Shneiderman is the co-author with Catherine Plaisant of Designing the User Interface: Strategies for Effective Human-Computer Interaction (5th ed., 2010). With Stu Card and Jock Mackinlay, he co-authored Readings in Information Visualization: Using Vision to Think (1999). His book Leonardo’s Laptop appeared in October 2002 (MIT Press) and won the IEEE book award for Distinguished Literary Contribution. His latest book, with Derek Hansen and Marc Smith, is Analyzing Social Media Networks with NodeXL.
Abstract: Interactive information visualization tools provide researchers with remarkable capabilities to support discovery. These telescopes for high-dimensional data combine powerful statistical methods with user-controlled interfaces.
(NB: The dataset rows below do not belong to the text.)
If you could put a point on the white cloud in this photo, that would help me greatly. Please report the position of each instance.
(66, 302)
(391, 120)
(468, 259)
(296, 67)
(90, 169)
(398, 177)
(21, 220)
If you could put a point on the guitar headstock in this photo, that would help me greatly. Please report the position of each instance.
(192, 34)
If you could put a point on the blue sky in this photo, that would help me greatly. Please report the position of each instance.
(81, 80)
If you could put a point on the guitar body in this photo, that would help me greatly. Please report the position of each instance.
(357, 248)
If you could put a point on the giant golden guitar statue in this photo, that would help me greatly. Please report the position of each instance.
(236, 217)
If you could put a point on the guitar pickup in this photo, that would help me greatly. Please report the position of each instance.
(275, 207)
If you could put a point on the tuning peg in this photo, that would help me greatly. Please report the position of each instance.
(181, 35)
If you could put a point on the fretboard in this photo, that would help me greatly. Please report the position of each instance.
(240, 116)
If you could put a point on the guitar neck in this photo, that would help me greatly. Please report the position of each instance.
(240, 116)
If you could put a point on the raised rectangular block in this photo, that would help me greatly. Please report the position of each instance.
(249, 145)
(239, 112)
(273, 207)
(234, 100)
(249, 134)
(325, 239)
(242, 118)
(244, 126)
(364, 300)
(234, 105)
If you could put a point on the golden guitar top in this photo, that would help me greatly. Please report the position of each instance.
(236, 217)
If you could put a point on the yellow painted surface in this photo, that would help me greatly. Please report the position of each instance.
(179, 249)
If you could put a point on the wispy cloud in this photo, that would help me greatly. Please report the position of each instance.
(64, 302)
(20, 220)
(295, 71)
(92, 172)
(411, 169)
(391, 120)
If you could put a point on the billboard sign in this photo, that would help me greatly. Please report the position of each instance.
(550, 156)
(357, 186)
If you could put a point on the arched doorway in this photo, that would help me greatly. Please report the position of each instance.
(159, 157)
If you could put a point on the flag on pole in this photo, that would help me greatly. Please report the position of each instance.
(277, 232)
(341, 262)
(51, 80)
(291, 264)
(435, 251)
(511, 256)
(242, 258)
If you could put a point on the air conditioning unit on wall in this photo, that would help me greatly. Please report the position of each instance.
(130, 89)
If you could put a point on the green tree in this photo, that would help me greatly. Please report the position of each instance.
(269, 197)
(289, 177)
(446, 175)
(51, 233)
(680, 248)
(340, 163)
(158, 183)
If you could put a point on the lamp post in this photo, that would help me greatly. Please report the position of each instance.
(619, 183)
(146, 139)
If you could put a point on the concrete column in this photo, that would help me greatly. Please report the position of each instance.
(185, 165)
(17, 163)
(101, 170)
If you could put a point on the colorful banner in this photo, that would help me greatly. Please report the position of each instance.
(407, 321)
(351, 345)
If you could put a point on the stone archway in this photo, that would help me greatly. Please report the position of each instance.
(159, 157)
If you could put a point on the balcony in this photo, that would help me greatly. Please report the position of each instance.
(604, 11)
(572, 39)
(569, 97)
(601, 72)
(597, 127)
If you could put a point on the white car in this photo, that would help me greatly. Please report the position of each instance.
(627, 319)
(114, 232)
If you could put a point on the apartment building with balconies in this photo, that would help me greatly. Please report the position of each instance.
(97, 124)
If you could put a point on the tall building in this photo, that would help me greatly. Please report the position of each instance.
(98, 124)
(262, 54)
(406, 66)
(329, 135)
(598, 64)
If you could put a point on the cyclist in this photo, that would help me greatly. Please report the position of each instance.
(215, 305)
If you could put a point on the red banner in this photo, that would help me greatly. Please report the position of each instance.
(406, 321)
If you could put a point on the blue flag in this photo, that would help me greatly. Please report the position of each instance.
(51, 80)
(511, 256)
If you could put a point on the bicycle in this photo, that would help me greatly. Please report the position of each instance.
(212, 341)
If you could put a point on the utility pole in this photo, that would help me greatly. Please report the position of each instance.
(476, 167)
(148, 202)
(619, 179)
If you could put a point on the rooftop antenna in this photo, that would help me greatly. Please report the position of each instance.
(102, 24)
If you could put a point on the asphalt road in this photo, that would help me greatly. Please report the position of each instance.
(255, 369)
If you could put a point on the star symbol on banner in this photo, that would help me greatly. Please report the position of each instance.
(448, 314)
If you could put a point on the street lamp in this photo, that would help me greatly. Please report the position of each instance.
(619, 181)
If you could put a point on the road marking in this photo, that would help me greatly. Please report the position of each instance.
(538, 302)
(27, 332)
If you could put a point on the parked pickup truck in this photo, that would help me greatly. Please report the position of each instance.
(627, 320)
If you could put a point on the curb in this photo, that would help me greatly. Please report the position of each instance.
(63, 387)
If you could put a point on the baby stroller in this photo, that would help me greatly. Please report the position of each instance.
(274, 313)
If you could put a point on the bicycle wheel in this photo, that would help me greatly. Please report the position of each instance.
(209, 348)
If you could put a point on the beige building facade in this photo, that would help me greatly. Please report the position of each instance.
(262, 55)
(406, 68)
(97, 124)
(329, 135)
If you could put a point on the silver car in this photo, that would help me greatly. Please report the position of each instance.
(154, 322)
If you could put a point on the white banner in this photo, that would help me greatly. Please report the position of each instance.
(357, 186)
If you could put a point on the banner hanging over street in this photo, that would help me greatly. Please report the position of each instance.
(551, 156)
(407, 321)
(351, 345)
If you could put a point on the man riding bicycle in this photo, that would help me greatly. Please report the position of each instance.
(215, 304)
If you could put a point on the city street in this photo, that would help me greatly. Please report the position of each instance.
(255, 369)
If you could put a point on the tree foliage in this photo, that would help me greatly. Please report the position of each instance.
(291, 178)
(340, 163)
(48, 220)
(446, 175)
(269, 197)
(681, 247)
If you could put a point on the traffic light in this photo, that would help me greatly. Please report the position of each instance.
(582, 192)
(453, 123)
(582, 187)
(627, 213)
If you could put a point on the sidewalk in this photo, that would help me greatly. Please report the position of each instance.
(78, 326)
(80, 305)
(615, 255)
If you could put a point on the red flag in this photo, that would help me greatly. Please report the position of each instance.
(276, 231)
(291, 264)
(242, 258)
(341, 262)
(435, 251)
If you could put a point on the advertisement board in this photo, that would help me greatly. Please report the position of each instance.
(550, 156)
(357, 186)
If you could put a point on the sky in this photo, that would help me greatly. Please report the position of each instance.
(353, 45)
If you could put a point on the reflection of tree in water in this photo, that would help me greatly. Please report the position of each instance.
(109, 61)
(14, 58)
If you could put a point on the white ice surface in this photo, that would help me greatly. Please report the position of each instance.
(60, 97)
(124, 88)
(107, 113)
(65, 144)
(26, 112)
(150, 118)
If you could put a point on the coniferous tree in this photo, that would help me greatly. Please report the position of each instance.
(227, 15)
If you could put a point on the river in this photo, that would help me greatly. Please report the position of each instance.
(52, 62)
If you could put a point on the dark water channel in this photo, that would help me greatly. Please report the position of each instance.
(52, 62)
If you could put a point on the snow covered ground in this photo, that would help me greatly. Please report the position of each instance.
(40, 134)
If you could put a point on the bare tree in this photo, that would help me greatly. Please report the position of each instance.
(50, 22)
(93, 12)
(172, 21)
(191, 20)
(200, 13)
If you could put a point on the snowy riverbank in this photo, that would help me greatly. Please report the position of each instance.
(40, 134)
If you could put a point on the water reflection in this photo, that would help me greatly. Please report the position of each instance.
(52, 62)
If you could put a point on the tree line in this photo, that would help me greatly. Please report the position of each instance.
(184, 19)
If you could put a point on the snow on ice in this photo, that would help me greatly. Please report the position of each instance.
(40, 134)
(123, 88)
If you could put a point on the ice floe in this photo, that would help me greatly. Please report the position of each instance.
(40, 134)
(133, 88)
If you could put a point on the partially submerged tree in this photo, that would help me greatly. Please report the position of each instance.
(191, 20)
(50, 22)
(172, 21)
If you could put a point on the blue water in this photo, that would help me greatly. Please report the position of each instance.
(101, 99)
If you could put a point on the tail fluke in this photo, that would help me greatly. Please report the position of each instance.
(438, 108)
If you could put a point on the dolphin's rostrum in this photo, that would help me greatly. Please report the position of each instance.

Users can begin with an overview, zoom in on areas of interest, filter out unwanted items, and then click for details-on-demand. With careful design and efficient algorithms, the dynamic queries approach to data exploration provides 100msec updates even for million-item visualizations that can represent billion-record databases. The Big Data initiatives and commercial success stories such as Spotfire and Tableau, plus widespread use by prominent sites such as The New York Times have made visualization a key technology.
The lecture will be held on Friday, April 4, at 2:30 pm in the Charles B. Wang Center Theater.